Falamos e continuaremos a falar sobre as mudanças nessa seara em vídeos no canal do Youtube e artigos a serem divulgados neste informativo e nas redes sociais.

Com informações da Agência Câmara.

Ministério da Infraestrutura publica Códigos de Condutas para atuação de servidores – parte II

No Informativo-Fórum de ontem, apresentou-se nesta coluna o Código de Conduta para participação dos agentes públicos do Ministério da Infraestrutura em eventos. O documento é parte do esforço do órgão em criar instrumentos para promover a ética nas ações realizadas por seus agentes.

O Código de Conduta foi construído a partir de orientações do Programa de Fomento à Integridade Pública – Profip, criado pela Controladoria-Geral da União – CGU com o objetivo de incentivar e capacitar os órgãos e entidades do Poder Executivo Federal a implementarem Programas de Integridade. O Ministério da Infraestrutura aderiu ao Profip no ano de 2016.

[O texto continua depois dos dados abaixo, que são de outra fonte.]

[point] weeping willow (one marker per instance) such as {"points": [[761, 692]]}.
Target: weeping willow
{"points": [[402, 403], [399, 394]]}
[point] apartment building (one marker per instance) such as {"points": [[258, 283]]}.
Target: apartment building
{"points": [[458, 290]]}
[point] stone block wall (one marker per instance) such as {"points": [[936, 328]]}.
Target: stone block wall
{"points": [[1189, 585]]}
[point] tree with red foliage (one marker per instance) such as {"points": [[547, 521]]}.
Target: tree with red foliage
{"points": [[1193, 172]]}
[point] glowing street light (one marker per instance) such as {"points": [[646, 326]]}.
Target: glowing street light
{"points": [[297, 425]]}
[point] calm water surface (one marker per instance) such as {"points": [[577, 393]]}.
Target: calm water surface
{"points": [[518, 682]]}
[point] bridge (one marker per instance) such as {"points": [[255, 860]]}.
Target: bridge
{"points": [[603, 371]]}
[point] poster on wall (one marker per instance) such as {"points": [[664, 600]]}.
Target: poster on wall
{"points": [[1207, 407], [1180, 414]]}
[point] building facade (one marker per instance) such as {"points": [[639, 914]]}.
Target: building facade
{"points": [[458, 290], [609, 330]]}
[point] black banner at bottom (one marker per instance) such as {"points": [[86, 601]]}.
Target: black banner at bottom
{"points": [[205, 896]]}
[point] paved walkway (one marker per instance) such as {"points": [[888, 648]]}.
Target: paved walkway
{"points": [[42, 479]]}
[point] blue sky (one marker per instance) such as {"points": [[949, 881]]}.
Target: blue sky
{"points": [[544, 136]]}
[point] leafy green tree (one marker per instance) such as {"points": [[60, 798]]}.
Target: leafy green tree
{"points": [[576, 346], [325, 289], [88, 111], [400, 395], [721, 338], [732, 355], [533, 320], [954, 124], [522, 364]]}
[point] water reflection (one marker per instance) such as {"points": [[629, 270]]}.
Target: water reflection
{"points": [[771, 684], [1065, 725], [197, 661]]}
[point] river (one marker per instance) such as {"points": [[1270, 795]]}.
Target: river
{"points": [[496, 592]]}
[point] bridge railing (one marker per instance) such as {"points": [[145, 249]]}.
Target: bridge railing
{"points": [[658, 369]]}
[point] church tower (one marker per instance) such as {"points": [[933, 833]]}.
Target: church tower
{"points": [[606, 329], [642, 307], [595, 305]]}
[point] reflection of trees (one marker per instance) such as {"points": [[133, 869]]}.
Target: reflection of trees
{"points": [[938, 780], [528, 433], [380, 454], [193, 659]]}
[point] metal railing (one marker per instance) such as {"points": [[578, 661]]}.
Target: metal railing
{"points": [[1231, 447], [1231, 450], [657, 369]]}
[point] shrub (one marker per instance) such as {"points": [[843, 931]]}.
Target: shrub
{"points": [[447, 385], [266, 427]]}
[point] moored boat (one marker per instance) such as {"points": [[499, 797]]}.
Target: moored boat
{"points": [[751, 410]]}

Além do Código de Conduta para participação dos agentes públicos em eventos, o Ministério da Infraestrutura também lançou o Código de Conduta para encontros, audiências e reuniões de agentes públicos com terceiros. Este documento tem a função de proteger as informações produzidas no âmbito do Ministério e evitar qualquer risco de conflito de interesse nas ações dos agentes públicos. O texto prevê:

Art. 2º Os agentes públicos que participarem de audiências, reuniões, encontros profissionais ou similares, os quais tenham a presença de parlamentares, integrantes do setor público ou privado, membros de entidades representativas de setores econômicos e da sociedade e particulares, deverão observar o disposto no Decreto nº 4.334, de 12 de agosto de 2002, no Código de Ética do Ministério da Infraestrutura e, ainda, os seguintes princípios gerais de conduta:

I – não fornecer informações, documentos e materiais oficiais guardados sob sigilo conforme disposto na Lei nº 12.527, de 18 de novembro de 2011, no Decreto nº 7.724, de 16 de maio de 2012 e regulamentos correlatos;

II – não permitir o acesso a informações que privilegiem empresas ou grupos em detrimento de outros igualmente interessados;

III – esclarecer que qualquer sugestão, ideia ou informação não poderá ser decisiva no processo de tomada de decisão no âmbito da Administração Pública.1

O texto demonstra a necessidade de imparcialidade dos agentes públicos durante o contato com interessados em processos que tramitam no âmbito do órgão ou que possuam interesse em informações estratégicas de posse do ministério. Para tanto, prevê, por exemplo, que toda solicitação de audiência ou reunião deverá ser formalizada por escrito, preferencialmente por e-mail. Ainda em relação às audiências e reuniões, o texto prevê:

Art. 3º […]

IV – no caso da participação de servidor ocupante de cargo DAS de nível 5 ou superior, é necessário o prévio registro na agenda pública disponível no sítio eletrônico do Ministério da Infraestrutura com as seguintes informações:

  1. a) participantes;
  2. b) data, local e hora; e
  3. c) objeto da reunião.

V – no registro da ata de reunião, devem constar as seguintes informações:

  1. a) principais deliberações; e
  2. b) lista de presença.1

Como é perceptível, a transparência nestes encontros deve reger a atuação dos agentes públicos, de modo a evitar qualquer dúvida sobre a sua conduta ética. A norma, por fim, destaca que o conteúdo do Código de Conduta é complementar ao Código de Ética Profissional do Servidor Público Civil do Poder Executivo Federal, reforçando todo o sistema de integridade do Executivo.

1 MINISTÉRIO DA INFRAESTRUTURA. Portaria nº 2.775, de 21 de junho de 2019. Diário Oficial da União: seção 1, Brasília, DF, ano 157, nº 119, p. 28, 24 jun. 2019.